Run one sequential task after big MPI job in SLURM

1k Views Asked by At

I have a slurm job which I launch using batch script, say:

#! /bin/bash -l

#SBATCH --job-name=job1
#SBATCH -o stdout.log
#SBATCH -e stderr.log
#SBATCH --ntasks=160

cd $WORK/job1

mpirun ./mympitask # 1.)

./collect_results  # 2.) long-running sequential task.

The first step (1.) runs in parallel using MPI, however, the second step (2.) I need to do just needs one task and the rest of the tasks should be released so that I don't occupy them or spend useless CPU-time.

Is it possible to for example:

a) release all, except one tasks, and run the final step on one CPU?

b) specify a command that should be run after the sbatch job is done?

I was thinking about using an salloc call for the last step.

1

There are 1 best solutions below

3
On BEST ANSWER

These two options are available with SLURM

1) Before running the sequential post processing task, you can

scontrol update job=$SLURM_JOBID NodeList=`hostname`

In order to shrink the job size to one node.

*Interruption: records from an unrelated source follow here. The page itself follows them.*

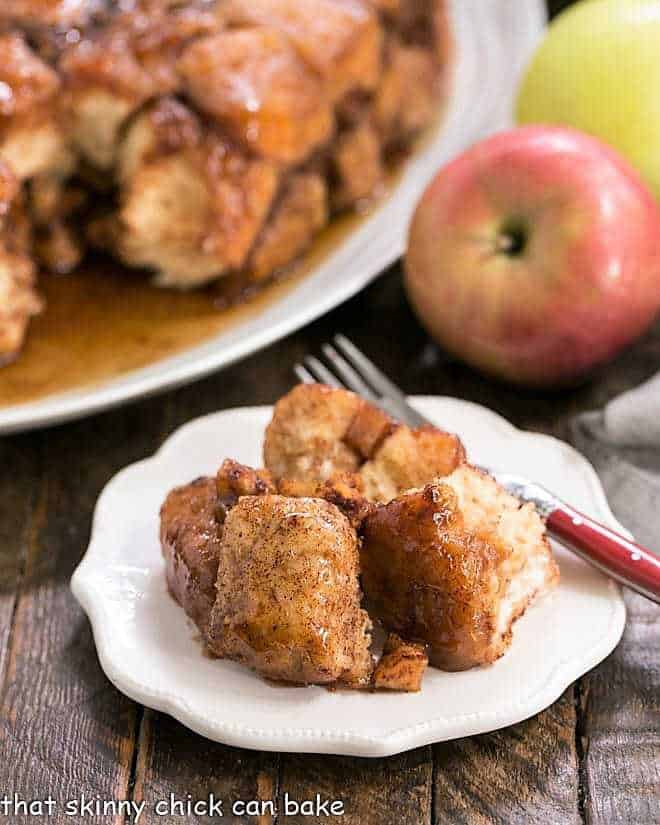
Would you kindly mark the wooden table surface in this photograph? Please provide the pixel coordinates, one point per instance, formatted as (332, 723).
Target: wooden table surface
(65, 731)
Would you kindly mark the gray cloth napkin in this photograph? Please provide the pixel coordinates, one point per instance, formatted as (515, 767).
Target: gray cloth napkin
(623, 443)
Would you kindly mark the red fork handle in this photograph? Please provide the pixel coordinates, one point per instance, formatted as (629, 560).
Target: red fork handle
(622, 559)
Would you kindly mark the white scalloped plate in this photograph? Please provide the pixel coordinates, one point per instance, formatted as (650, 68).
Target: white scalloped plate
(494, 39)
(146, 645)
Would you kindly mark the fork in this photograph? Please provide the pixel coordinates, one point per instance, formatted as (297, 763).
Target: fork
(620, 558)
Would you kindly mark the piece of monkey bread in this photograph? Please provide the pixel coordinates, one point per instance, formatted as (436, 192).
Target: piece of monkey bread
(288, 594)
(454, 565)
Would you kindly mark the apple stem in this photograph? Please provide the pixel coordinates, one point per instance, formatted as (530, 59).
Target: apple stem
(505, 243)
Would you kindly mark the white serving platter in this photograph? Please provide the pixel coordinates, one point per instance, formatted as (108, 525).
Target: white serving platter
(494, 40)
(149, 649)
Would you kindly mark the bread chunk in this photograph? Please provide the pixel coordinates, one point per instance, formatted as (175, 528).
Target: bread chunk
(340, 39)
(192, 205)
(288, 600)
(258, 88)
(191, 525)
(19, 301)
(401, 667)
(317, 432)
(300, 213)
(454, 565)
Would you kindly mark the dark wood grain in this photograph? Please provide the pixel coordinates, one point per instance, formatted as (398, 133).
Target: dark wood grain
(173, 760)
(65, 730)
(621, 725)
(374, 792)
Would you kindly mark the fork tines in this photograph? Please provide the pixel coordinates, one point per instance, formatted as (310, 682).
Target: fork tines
(346, 366)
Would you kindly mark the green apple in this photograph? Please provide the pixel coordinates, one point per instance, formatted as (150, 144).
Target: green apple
(598, 70)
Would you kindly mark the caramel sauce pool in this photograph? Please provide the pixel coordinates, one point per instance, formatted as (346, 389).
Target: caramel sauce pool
(104, 321)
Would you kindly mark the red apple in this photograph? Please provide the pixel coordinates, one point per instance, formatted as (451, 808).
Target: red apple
(535, 255)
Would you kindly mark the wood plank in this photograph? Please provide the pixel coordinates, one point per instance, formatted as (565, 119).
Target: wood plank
(20, 484)
(64, 729)
(621, 730)
(523, 775)
(374, 791)
(173, 760)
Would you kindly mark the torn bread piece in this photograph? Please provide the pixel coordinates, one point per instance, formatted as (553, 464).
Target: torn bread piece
(454, 565)
(340, 39)
(317, 432)
(401, 667)
(288, 594)
(253, 82)
(191, 523)
(191, 205)
(19, 301)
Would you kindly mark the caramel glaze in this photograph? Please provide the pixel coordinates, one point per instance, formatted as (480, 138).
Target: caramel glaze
(104, 321)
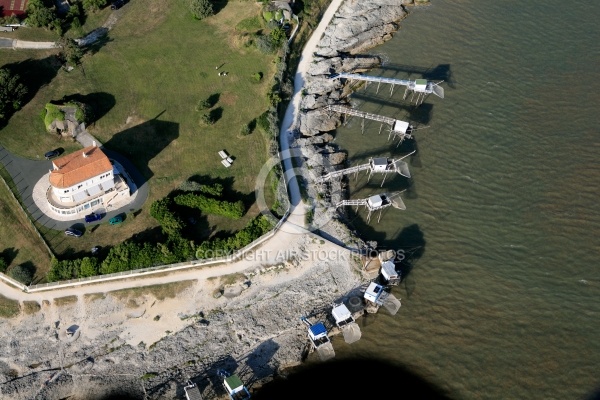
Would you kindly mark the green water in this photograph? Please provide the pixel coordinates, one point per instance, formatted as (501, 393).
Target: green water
(503, 300)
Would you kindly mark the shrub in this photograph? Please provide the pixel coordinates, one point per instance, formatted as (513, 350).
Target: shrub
(203, 105)
(268, 16)
(207, 119)
(264, 44)
(53, 113)
(201, 9)
(22, 273)
(11, 93)
(216, 189)
(190, 186)
(234, 210)
(255, 229)
(170, 223)
(257, 76)
(248, 24)
(245, 130)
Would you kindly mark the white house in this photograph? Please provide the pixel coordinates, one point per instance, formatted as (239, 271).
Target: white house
(84, 180)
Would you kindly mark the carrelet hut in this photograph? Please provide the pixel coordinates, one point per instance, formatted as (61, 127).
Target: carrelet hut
(84, 181)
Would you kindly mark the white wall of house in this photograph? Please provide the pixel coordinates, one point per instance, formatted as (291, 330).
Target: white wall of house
(66, 195)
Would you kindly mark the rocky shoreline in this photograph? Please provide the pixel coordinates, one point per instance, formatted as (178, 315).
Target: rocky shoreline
(257, 331)
(356, 27)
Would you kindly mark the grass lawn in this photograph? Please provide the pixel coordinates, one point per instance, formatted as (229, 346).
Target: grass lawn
(144, 82)
(19, 244)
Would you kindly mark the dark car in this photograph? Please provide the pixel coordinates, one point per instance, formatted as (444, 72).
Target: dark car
(117, 4)
(73, 232)
(93, 217)
(117, 219)
(51, 154)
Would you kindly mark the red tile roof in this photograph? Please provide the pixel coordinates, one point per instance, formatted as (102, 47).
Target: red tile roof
(74, 168)
(10, 7)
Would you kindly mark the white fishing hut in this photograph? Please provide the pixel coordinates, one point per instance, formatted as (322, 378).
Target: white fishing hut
(374, 294)
(388, 272)
(235, 388)
(346, 323)
(192, 392)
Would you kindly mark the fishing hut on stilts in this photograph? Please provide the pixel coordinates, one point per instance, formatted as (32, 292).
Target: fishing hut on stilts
(379, 165)
(319, 340)
(376, 295)
(345, 322)
(420, 88)
(397, 128)
(376, 203)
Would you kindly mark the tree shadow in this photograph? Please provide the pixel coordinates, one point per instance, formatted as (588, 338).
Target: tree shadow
(216, 114)
(141, 143)
(34, 74)
(9, 254)
(99, 102)
(303, 380)
(218, 5)
(213, 99)
(98, 44)
(229, 193)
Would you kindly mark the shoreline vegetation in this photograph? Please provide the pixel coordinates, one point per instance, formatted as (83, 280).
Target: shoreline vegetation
(250, 315)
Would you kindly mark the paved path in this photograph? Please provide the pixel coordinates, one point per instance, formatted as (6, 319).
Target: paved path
(267, 253)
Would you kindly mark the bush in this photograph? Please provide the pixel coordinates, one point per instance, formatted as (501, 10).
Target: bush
(53, 113)
(257, 76)
(203, 105)
(201, 9)
(264, 44)
(22, 273)
(11, 93)
(207, 119)
(245, 130)
(216, 189)
(216, 247)
(190, 186)
(170, 223)
(211, 206)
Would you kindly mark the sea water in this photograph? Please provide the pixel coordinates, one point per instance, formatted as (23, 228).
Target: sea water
(501, 293)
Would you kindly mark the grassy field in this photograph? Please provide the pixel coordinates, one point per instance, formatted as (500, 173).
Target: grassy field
(19, 243)
(144, 82)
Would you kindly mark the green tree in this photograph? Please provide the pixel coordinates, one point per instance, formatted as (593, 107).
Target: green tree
(170, 223)
(39, 14)
(12, 93)
(201, 9)
(22, 273)
(277, 36)
(71, 51)
(208, 119)
(93, 5)
(89, 267)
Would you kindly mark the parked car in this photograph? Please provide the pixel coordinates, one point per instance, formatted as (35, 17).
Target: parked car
(117, 219)
(117, 4)
(93, 217)
(73, 232)
(51, 154)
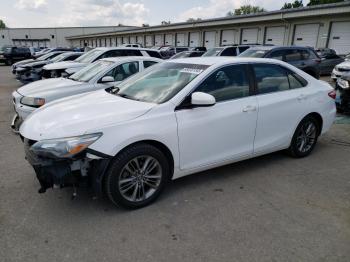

I do not know if and how to shrink the job to one core.

2) An other option is to submit two jobs, the post processing job being dependent on the MPI job:

sbatch mpijob.slurm
sbatch -d afterok:<mpijob SLURM jobid> postprocessing.slurm

The non trivial (this is not rocket science though) part is to automatically retrieve the jobid of the first job.